Q: Let’s talk about this idea of rescuing our kids. Why is it bad for them?
Dr. Gilboa: Two percent of the time, it’s not bad for them. Two percent of the time, they are in a situation that is really above their pay grade. It’s actually dangerous and not just terribly uncomfortable. And if it’s actually dangerous, then that two percent of the time they need us to protect them and save them. The 98 percent of the time, where it’s terribly uncomfortable, but not actually dangerous, that’s where we learn. That’s where they need to learn. Sitting on our hands and watching them and having empathy for what they’re going through without offering solutions is the hardest thing we do as parents. It’s our hardest work. I really believe, even harder than advocating for them.
Q: And hopefully your kids are surviving and thriving, but it is really hard. How do you do it?
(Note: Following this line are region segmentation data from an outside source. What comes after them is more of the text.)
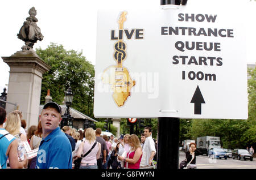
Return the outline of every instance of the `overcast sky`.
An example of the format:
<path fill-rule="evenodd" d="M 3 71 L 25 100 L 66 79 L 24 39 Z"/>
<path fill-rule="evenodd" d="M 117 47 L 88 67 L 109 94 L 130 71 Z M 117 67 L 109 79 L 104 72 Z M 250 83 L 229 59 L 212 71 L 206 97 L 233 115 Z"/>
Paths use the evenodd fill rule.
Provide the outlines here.
<path fill-rule="evenodd" d="M 160 8 L 160 0 L 22 0 L 0 2 L 0 56 L 10 56 L 20 50 L 24 42 L 16 35 L 28 10 L 34 6 L 37 11 L 38 26 L 44 36 L 34 49 L 46 49 L 50 42 L 62 44 L 67 50 L 82 50 L 87 60 L 95 65 L 96 52 L 97 14 L 99 9 Z M 231 3 L 230 3 L 231 2 Z M 250 0 L 188 0 L 188 5 L 226 6 L 227 13 L 233 6 L 243 3 L 244 8 L 237 13 L 246 15 L 245 27 L 247 44 L 247 62 L 256 62 L 256 2 Z M 211 4 L 212 3 L 212 4 Z M 10 68 L 0 58 L 0 93 L 7 88 Z"/>

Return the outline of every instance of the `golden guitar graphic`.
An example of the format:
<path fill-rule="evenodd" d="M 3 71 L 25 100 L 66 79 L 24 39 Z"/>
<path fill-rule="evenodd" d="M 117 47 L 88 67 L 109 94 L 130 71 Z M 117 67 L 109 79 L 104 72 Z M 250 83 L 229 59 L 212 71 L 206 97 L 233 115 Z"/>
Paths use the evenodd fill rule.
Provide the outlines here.
<path fill-rule="evenodd" d="M 123 30 L 123 23 L 126 20 L 126 11 L 123 11 L 118 19 L 119 30 Z M 117 105 L 123 105 L 129 96 L 131 88 L 135 82 L 131 79 L 128 70 L 123 67 L 122 62 L 127 57 L 126 45 L 122 40 L 119 40 L 114 46 L 114 58 L 117 65 L 106 68 L 103 72 L 101 80 L 103 83 L 111 85 L 113 91 L 112 97 Z"/>

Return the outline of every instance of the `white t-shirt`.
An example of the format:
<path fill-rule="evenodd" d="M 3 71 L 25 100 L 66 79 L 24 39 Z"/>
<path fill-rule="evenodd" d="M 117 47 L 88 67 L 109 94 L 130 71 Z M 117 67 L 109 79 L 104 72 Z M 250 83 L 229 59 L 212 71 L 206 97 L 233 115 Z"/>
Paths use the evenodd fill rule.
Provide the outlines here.
<path fill-rule="evenodd" d="M 142 157 L 141 158 L 141 166 L 150 166 L 149 160 L 152 151 L 156 152 L 155 147 L 155 142 L 152 136 L 146 138 L 145 142 L 142 148 Z"/>

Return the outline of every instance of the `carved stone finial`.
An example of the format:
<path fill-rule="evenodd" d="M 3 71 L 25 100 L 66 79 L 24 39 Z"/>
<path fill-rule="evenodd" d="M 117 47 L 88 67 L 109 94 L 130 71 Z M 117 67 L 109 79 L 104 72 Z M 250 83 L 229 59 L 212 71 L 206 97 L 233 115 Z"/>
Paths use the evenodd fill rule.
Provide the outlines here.
<path fill-rule="evenodd" d="M 41 33 L 41 29 L 36 24 L 38 20 L 35 17 L 36 10 L 34 7 L 30 8 L 28 14 L 30 16 L 24 22 L 19 33 L 17 34 L 18 38 L 25 42 L 25 45 L 22 48 L 23 52 L 32 49 L 34 44 L 38 40 L 42 41 L 44 38 Z"/>

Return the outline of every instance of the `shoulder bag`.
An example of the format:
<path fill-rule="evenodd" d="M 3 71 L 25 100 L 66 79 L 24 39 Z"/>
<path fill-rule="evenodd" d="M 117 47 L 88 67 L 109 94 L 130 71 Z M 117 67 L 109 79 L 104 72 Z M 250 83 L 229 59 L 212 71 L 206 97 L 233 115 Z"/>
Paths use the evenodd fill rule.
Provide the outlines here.
<path fill-rule="evenodd" d="M 3 137 L 5 137 L 6 135 L 9 135 L 9 134 L 10 134 L 10 133 L 7 133 L 7 134 L 6 134 L 3 135 L 2 136 L 1 136 L 1 137 L 0 138 L 0 139 L 1 139 L 3 138 Z M 0 164 L 0 169 L 2 169 L 2 168 L 3 167 L 3 165 L 2 165 L 1 164 Z"/>
<path fill-rule="evenodd" d="M 93 144 L 93 146 L 90 148 L 90 150 L 89 150 L 85 154 L 84 154 L 83 156 L 81 156 L 81 157 L 77 160 L 75 160 L 74 161 L 74 164 L 75 164 L 75 168 L 74 169 L 79 169 L 80 167 L 81 161 L 82 161 L 82 158 L 86 156 L 94 148 L 94 147 L 97 144 L 97 141 L 95 141 L 94 144 Z"/>

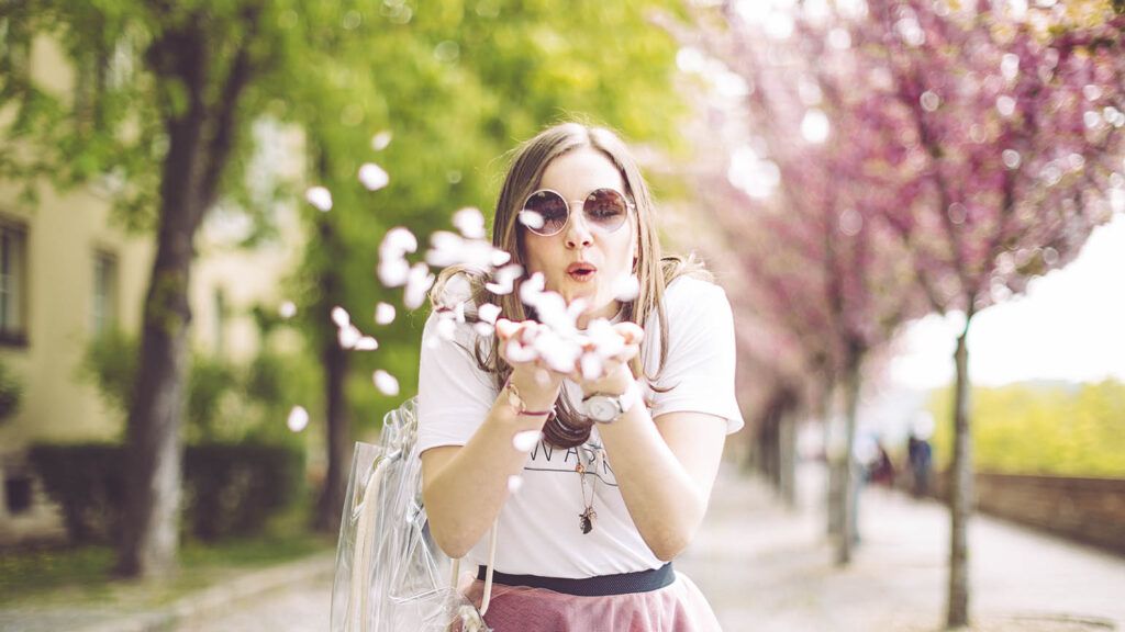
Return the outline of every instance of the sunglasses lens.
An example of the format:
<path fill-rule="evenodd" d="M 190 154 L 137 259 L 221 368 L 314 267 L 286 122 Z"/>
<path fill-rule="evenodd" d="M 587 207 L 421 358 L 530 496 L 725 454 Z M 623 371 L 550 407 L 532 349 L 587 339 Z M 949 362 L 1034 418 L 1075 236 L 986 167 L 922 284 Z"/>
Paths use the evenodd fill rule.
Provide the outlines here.
<path fill-rule="evenodd" d="M 591 224 L 606 232 L 620 228 L 629 215 L 626 197 L 613 189 L 597 189 L 590 193 L 583 209 Z"/>
<path fill-rule="evenodd" d="M 566 200 L 558 193 L 536 191 L 523 205 L 520 220 L 532 233 L 554 235 L 566 226 L 567 213 Z"/>

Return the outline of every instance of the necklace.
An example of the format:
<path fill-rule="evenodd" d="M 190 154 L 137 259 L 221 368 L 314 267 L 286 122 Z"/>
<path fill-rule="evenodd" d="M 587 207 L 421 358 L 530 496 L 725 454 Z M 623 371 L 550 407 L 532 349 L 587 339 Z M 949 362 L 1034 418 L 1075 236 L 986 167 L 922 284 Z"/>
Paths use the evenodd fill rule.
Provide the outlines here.
<path fill-rule="evenodd" d="M 605 450 L 601 445 L 584 445 L 580 450 L 578 450 L 578 464 L 574 468 L 574 470 L 578 472 L 578 482 L 582 485 L 582 505 L 585 509 L 578 514 L 578 529 L 583 532 L 583 534 L 593 531 L 594 521 L 597 520 L 597 512 L 594 511 L 594 493 L 597 490 L 597 480 L 600 478 L 598 470 L 602 469 L 602 463 L 605 459 Z M 585 464 L 582 462 L 582 454 L 584 452 L 590 453 Z M 594 480 L 590 482 L 590 496 L 587 499 L 586 475 L 590 473 L 591 468 L 594 469 Z"/>

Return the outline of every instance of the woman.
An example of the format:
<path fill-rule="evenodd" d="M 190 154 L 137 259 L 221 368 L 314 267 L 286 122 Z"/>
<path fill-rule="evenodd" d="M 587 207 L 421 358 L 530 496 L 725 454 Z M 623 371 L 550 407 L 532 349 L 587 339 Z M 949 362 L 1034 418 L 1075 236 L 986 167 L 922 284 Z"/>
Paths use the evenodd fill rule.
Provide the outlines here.
<path fill-rule="evenodd" d="M 557 125 L 519 150 L 493 243 L 583 306 L 579 329 L 613 322 L 622 351 L 596 373 L 516 356 L 544 315 L 519 291 L 447 272 L 436 309 L 460 277 L 470 312 L 490 303 L 504 319 L 496 335 L 460 326 L 451 342 L 435 335 L 435 315 L 426 324 L 418 442 L 431 533 L 451 557 L 486 565 L 500 517 L 485 617 L 497 632 L 718 630 L 670 560 L 703 518 L 726 435 L 742 425 L 724 292 L 694 262 L 662 260 L 648 188 L 602 128 Z M 619 300 L 630 274 L 639 292 Z M 542 440 L 514 449 L 528 431 Z"/>

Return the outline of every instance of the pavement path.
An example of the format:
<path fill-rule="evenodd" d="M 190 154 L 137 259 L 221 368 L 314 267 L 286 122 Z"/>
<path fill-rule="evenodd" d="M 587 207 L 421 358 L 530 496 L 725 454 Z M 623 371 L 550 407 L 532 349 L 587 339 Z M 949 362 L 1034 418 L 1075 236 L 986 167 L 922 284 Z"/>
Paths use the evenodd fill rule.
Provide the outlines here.
<path fill-rule="evenodd" d="M 676 560 L 711 601 L 723 629 L 939 630 L 947 580 L 945 508 L 866 489 L 860 507 L 863 541 L 853 563 L 837 568 L 822 535 L 822 472 L 806 466 L 799 478 L 803 502 L 792 509 L 763 482 L 722 470 L 703 527 Z M 1125 558 L 986 516 L 971 523 L 970 543 L 974 632 L 1125 631 Z M 248 590 L 253 597 L 181 612 L 172 630 L 326 630 L 331 567 L 325 561 L 317 562 L 316 572 L 294 575 L 300 579 L 279 581 L 272 590 Z M 9 628 L 2 614 L 0 631 L 28 629 Z M 57 623 L 50 629 L 72 629 Z"/>
<path fill-rule="evenodd" d="M 816 466 L 790 509 L 756 479 L 720 473 L 708 518 L 676 561 L 728 632 L 936 631 L 945 608 L 948 513 L 937 503 L 868 488 L 863 538 L 848 568 L 832 565 Z M 1125 559 L 996 521 L 970 529 L 974 630 L 1125 630 Z M 326 578 L 289 587 L 179 632 L 325 630 Z"/>

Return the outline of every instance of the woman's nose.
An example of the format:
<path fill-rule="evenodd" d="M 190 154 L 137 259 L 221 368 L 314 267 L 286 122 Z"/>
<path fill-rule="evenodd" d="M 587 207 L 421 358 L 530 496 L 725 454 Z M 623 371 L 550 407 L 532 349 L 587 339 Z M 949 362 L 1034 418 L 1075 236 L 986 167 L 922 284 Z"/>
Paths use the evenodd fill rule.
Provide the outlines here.
<path fill-rule="evenodd" d="M 584 210 L 578 213 L 572 210 L 570 213 L 570 222 L 567 222 L 566 227 L 566 247 L 568 249 L 582 249 L 594 243 L 594 237 L 590 234 L 590 226 L 586 225 Z"/>

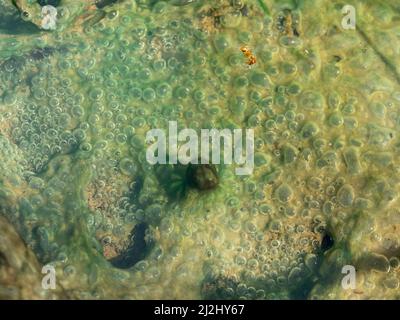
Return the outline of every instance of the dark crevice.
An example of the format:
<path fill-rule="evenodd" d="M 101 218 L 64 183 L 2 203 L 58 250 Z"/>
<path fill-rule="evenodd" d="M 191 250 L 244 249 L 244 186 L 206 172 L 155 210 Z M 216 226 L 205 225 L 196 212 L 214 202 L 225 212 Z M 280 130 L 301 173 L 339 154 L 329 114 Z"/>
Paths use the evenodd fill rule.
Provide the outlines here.
<path fill-rule="evenodd" d="M 44 6 L 53 6 L 58 7 L 61 4 L 61 0 L 37 0 L 37 3 L 42 7 Z"/>
<path fill-rule="evenodd" d="M 149 225 L 145 222 L 137 224 L 129 236 L 127 248 L 117 257 L 110 259 L 110 263 L 119 269 L 128 269 L 146 258 L 154 244 L 146 241 Z"/>
<path fill-rule="evenodd" d="M 0 267 L 8 266 L 8 261 L 3 252 L 0 251 Z"/>
<path fill-rule="evenodd" d="M 326 232 L 321 241 L 321 251 L 322 252 L 328 251 L 330 248 L 333 247 L 334 244 L 335 241 L 333 237 L 330 235 L 330 233 Z"/>

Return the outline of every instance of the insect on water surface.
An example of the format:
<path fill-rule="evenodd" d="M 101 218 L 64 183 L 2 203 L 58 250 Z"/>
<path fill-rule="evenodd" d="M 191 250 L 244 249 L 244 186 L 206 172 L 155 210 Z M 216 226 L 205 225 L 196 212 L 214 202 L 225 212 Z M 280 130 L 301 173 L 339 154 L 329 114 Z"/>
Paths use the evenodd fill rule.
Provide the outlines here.
<path fill-rule="evenodd" d="M 247 58 L 247 64 L 249 66 L 251 66 L 257 62 L 255 55 L 246 46 L 240 47 L 240 51 L 242 51 L 243 54 L 245 55 L 245 57 Z"/>

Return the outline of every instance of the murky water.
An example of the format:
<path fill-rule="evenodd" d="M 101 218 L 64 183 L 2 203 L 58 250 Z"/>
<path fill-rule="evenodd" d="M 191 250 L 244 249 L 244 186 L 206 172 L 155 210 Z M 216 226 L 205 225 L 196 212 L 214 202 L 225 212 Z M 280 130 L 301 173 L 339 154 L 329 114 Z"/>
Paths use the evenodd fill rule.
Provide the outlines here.
<path fill-rule="evenodd" d="M 399 12 L 0 0 L 0 297 L 397 299 Z"/>

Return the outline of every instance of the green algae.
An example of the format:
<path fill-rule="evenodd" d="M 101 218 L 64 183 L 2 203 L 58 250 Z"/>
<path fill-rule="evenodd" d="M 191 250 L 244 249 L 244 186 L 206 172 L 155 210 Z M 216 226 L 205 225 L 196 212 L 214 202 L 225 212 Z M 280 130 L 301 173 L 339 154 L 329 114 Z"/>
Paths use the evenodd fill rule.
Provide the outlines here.
<path fill-rule="evenodd" d="M 384 270 L 365 297 L 394 297 L 396 58 L 335 29 L 336 2 L 227 3 L 63 1 L 54 32 L 2 32 L 1 211 L 75 298 L 342 297 L 345 264 L 378 287 Z M 149 165 L 145 133 L 169 120 L 252 127 L 254 174 Z"/>

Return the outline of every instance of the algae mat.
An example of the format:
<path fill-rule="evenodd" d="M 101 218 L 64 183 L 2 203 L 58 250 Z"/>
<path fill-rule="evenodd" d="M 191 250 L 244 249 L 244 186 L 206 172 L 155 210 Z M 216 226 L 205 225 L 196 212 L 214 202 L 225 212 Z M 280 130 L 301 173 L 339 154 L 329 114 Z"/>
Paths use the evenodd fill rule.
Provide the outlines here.
<path fill-rule="evenodd" d="M 397 1 L 0 0 L 0 297 L 399 298 L 399 54 Z"/>

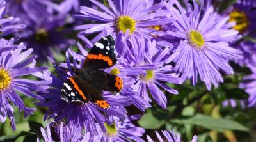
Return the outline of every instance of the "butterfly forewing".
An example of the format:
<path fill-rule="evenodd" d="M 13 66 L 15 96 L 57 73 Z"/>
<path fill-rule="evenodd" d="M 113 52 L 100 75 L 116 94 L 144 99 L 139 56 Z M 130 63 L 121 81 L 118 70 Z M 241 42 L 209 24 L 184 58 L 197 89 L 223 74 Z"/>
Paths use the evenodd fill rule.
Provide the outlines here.
<path fill-rule="evenodd" d="M 116 63 L 114 52 L 115 40 L 111 36 L 107 36 L 96 42 L 87 55 L 83 65 L 90 70 L 109 68 Z"/>

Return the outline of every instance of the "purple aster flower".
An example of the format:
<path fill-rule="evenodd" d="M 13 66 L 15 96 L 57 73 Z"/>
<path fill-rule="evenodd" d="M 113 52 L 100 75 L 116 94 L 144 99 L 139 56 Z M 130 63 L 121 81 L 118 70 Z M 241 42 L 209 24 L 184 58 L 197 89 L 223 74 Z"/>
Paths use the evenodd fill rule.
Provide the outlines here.
<path fill-rule="evenodd" d="M 68 70 L 72 70 L 69 54 L 67 52 L 67 63 Z M 74 56 L 72 67 L 79 68 L 76 63 L 76 58 L 79 56 Z M 128 98 L 117 95 L 114 96 L 109 93 L 103 95 L 104 99 L 111 106 L 111 107 L 105 109 L 99 107 L 94 103 L 89 102 L 87 104 L 81 104 L 76 102 L 68 103 L 61 99 L 61 89 L 65 81 L 71 75 L 74 75 L 72 72 L 66 72 L 63 68 L 58 67 L 54 61 L 49 58 L 49 60 L 54 65 L 59 78 L 45 72 L 44 74 L 36 74 L 39 77 L 48 81 L 52 81 L 50 84 L 51 88 L 49 89 L 47 94 L 42 94 L 47 100 L 44 103 L 38 103 L 38 105 L 47 107 L 49 109 L 45 113 L 44 120 L 54 118 L 56 121 L 67 118 L 67 123 L 71 127 L 78 125 L 86 129 L 87 132 L 92 134 L 97 134 L 96 125 L 99 125 L 104 132 L 106 132 L 104 123 L 111 124 L 112 122 L 108 120 L 106 114 L 113 115 L 119 118 L 126 117 L 126 111 L 124 106 L 131 104 Z M 102 113 L 103 112 L 103 113 Z"/>
<path fill-rule="evenodd" d="M 236 22 L 232 28 L 238 31 L 240 34 L 248 35 L 256 29 L 256 2 L 252 1 L 240 1 L 227 10 L 223 15 L 228 15 L 228 22 Z M 248 4 L 250 3 L 250 4 Z"/>
<path fill-rule="evenodd" d="M 76 15 L 75 17 L 97 22 L 75 27 L 75 29 L 81 30 L 79 33 L 79 38 L 84 39 L 85 37 L 82 35 L 99 33 L 91 41 L 94 43 L 105 35 L 104 29 L 106 29 L 107 35 L 111 35 L 114 37 L 117 36 L 118 33 L 122 33 L 122 38 L 131 37 L 136 37 L 140 40 L 156 38 L 157 44 L 172 47 L 172 43 L 160 38 L 167 35 L 165 32 L 152 28 L 154 26 L 161 27 L 173 20 L 170 18 L 165 17 L 170 13 L 169 10 L 161 10 L 164 4 L 160 3 L 152 5 L 152 4 L 150 6 L 146 5 L 143 0 L 135 1 L 132 3 L 129 0 L 109 0 L 108 4 L 111 8 L 110 10 L 95 0 L 91 1 L 100 7 L 102 12 L 89 7 L 81 6 L 81 14 Z M 116 40 L 116 42 L 118 42 L 118 40 Z M 124 52 L 124 51 L 117 51 L 119 53 Z"/>
<path fill-rule="evenodd" d="M 53 57 L 53 52 L 60 52 L 60 49 L 73 44 L 74 40 L 67 38 L 71 28 L 58 29 L 66 24 L 67 13 L 52 10 L 52 7 L 42 4 L 43 1 L 11 0 L 8 14 L 19 17 L 27 25 L 20 35 L 20 40 L 33 48 L 38 59 L 47 59 L 47 56 Z"/>
<path fill-rule="evenodd" d="M 203 1 L 200 1 L 203 5 Z M 223 79 L 220 70 L 227 74 L 234 73 L 228 59 L 240 58 L 238 51 L 232 48 L 226 41 L 230 41 L 238 33 L 230 29 L 232 24 L 226 24 L 228 17 L 219 19 L 209 6 L 202 14 L 202 8 L 193 1 L 194 8 L 184 9 L 179 2 L 175 3 L 178 10 L 173 8 L 173 16 L 176 20 L 175 30 L 169 33 L 180 39 L 179 45 L 172 56 L 175 63 L 175 70 L 182 74 L 182 80 L 191 78 L 193 84 L 198 77 L 205 82 L 208 90 L 211 83 L 218 86 Z M 187 10 L 187 11 L 186 11 Z"/>
<path fill-rule="evenodd" d="M 19 17 L 22 23 L 29 26 L 42 23 L 47 17 L 46 7 L 37 0 L 9 0 L 10 8 L 8 15 Z"/>
<path fill-rule="evenodd" d="M 159 141 L 164 141 L 164 139 L 167 140 L 168 142 L 180 142 L 180 136 L 179 134 L 175 134 L 175 133 L 173 131 L 168 131 L 168 130 L 162 130 L 162 133 L 164 135 L 164 139 L 162 138 L 162 136 L 156 131 L 156 134 L 157 137 L 157 139 Z M 148 142 L 154 142 L 156 141 L 156 139 L 154 139 L 154 141 L 152 139 L 152 138 L 148 136 L 147 135 L 147 138 L 148 141 Z M 196 142 L 197 141 L 197 136 L 195 135 L 193 137 L 193 139 L 191 140 L 191 142 Z"/>
<path fill-rule="evenodd" d="M 139 119 L 140 116 L 131 116 L 123 120 L 116 117 L 111 118 L 112 125 L 105 124 L 107 132 L 99 132 L 97 136 L 94 136 L 94 141 L 127 141 L 128 139 L 144 141 L 140 137 L 145 133 L 145 129 L 131 123 L 132 120 Z"/>
<path fill-rule="evenodd" d="M 50 15 L 40 24 L 31 26 L 29 29 L 22 34 L 20 40 L 24 41 L 27 46 L 34 49 L 35 54 L 40 59 L 45 60 L 47 56 L 53 57 L 54 52 L 60 52 L 61 49 L 66 49 L 74 43 L 74 40 L 67 36 L 71 29 L 58 30 L 64 24 L 65 17 Z M 58 48 L 54 48 L 56 47 Z"/>
<path fill-rule="evenodd" d="M 242 52 L 243 58 L 237 61 L 241 66 L 256 66 L 256 45 L 250 41 L 241 42 L 236 45 Z"/>
<path fill-rule="evenodd" d="M 54 122 L 47 124 L 46 130 L 41 127 L 43 139 L 45 142 L 88 142 L 90 133 L 84 134 L 81 132 L 81 127 L 71 127 L 63 122 Z M 39 142 L 39 138 L 37 139 Z"/>
<path fill-rule="evenodd" d="M 25 24 L 19 24 L 19 18 L 4 17 L 8 5 L 5 1 L 0 0 L 0 37 L 17 32 L 26 27 Z"/>
<path fill-rule="evenodd" d="M 81 54 L 79 54 L 70 50 L 68 49 L 68 53 L 72 55 L 79 62 L 77 66 L 81 68 L 83 63 L 84 63 L 88 52 L 83 48 L 82 45 L 78 43 L 77 46 L 81 51 Z M 122 45 L 116 45 L 116 46 L 122 46 Z M 120 95 L 125 96 L 130 99 L 131 102 L 134 104 L 141 111 L 145 111 L 148 107 L 151 107 L 147 101 L 144 100 L 141 97 L 139 96 L 136 90 L 131 88 L 135 83 L 135 79 L 131 76 L 136 75 L 138 74 L 145 74 L 146 72 L 143 68 L 140 67 L 134 67 L 134 63 L 129 63 L 129 61 L 122 58 L 118 58 L 118 62 L 116 65 L 111 68 L 105 70 L 106 72 L 113 75 L 117 75 L 123 80 L 123 88 L 120 92 Z M 61 63 L 60 66 L 67 68 L 67 63 Z M 148 68 L 154 69 L 155 67 L 149 67 Z"/>
<path fill-rule="evenodd" d="M 134 67 L 146 70 L 146 74 L 135 76 L 136 83 L 134 89 L 138 90 L 139 95 L 148 102 L 151 102 L 148 89 L 154 100 L 164 109 L 166 108 L 167 98 L 159 86 L 172 94 L 178 94 L 178 91 L 165 84 L 164 83 L 181 84 L 179 74 L 173 70 L 171 65 L 166 65 L 172 61 L 170 57 L 170 50 L 166 48 L 163 51 L 154 54 L 156 51 L 156 42 L 140 42 L 134 39 L 131 41 L 135 49 L 133 58 L 130 61 L 134 63 Z M 152 67 L 155 67 L 152 68 Z"/>
<path fill-rule="evenodd" d="M 51 10 L 56 10 L 62 13 L 68 13 L 74 10 L 77 12 L 79 10 L 80 6 L 92 6 L 92 3 L 89 1 L 83 0 L 63 0 L 60 3 L 58 0 L 49 1 L 38 1 L 42 4 L 47 6 L 49 8 L 52 9 Z"/>
<path fill-rule="evenodd" d="M 44 101 L 44 98 L 35 94 L 35 91 L 45 93 L 44 87 L 49 82 L 21 79 L 20 77 L 31 75 L 47 69 L 47 67 L 35 67 L 35 57 L 31 56 L 33 49 L 22 52 L 25 47 L 22 43 L 13 44 L 13 39 L 10 41 L 0 40 L 0 121 L 4 122 L 8 116 L 13 130 L 15 130 L 13 117 L 14 104 L 20 112 L 24 111 L 24 116 L 33 114 L 35 108 L 27 107 L 18 92 L 29 97 Z M 6 49 L 8 50 L 6 50 Z"/>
Dr. Gilboa: Remind yourself of your purpose. When you get a call or a text from your kid and you could fix it, and you want to fix it, and you’re trying to decide if you should, I would ask you: Will your child learn more if you fix it—or if you don’t? They have to be able to solve some stuff on their own. They have to know they can. And, this is your opportunity to prove that you believe in them. We tell our kids we’re proud of them, and we believe in them, and we have faith in them and they can do everything. But we often rob them of the opportunity to learn, to see that for themselves.
Q: Give us one example of what you hear is the most egregious that is in the 98%.
Dr. Gilboa: I can pick from a long list, but I’m going to say tracking kids’ location. I understand the superficial comfort of knowing where our kids are, or knowing we can know where our kids are every moment of every day. But kids are not safer when they’re tracked. And it demonstrably, in research, raises anxiety levels for parents, and it’s your life, if that’s what you choose to do. But it raises our kids’ anxiety too, and not just their feeling of nervousness in that moment, but their long-term anxiety and hyper vigilance. Basically what we’re saying is, “I’m sending you out into the big, bad world, but you can’t handle it without me in your pocket.”
At first, it’s really hard to cut that cord. And I have tons of empathy for that, I really do. But we’ve done other things that were best for our kids and hard for us. We can do this. We’re parents. We do hard things because it’s what’s best for our kids.